The thing 'up to us' is our attitude.  Fate or Nature will drag us along regardless.  But what is 'up to us' is our choice and perspective of the reality of the situation.  Complaining may help drive out, to some extent, whether you can influence some circumstance or not, but to be perpetually complaining would be tantamount to acting like a dog being dragged unwillingly along with the cart.

If you choose to exist, there will be things which you must admit in your life.  With existence, comes poor health.  Seneca calls this a tax.  You could either complain about the tax and still have to pay or, or you can simply pay it and get on with life.  He writes,

It was disease of the bladder that made you apprehensive; downcast letters came from you; you were continually getting worse; I will touch the truth more closely, and say that you feared for your life. But come, did you not know, when you prayed for long life, that this was what you were praying for?

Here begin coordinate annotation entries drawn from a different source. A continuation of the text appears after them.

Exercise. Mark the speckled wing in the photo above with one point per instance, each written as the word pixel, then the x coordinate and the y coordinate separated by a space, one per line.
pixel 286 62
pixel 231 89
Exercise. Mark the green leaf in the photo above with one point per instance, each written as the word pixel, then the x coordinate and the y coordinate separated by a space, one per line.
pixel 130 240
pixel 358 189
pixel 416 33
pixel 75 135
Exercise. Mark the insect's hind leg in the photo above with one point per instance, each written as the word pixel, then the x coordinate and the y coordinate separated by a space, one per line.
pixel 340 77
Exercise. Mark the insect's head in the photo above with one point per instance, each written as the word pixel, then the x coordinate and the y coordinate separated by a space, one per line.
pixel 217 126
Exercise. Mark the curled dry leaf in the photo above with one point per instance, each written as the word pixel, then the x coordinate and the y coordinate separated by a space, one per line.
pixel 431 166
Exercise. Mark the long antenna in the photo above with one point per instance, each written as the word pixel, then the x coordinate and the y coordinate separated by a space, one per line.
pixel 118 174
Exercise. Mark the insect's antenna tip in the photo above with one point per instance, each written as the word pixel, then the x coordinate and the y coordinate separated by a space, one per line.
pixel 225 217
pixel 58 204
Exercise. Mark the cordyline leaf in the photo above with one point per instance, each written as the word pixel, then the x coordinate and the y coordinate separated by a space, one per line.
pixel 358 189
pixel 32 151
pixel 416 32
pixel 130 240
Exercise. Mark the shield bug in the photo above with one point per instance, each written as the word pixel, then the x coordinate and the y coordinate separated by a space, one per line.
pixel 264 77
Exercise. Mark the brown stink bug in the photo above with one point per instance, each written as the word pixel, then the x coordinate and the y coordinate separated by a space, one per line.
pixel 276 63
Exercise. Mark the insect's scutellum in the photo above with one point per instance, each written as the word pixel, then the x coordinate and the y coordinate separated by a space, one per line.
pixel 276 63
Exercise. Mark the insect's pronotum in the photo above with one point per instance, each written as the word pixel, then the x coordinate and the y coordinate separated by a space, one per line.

We are not genies in a bottle and get everything we wish for in life.  That would be denying reality as it is.

"I wished to live, and at the same time to be immune from all ills."

Life is a battle.  We are to be tried and tested - to use what is 'up to us' and to demonstrate that unique gift which we have: agency to determine our attitude and excellence of soul (or not).

Reference:

Long, A. A., & Sedley, D. N. (January 01, 1987). The Hellenistic Philosophers.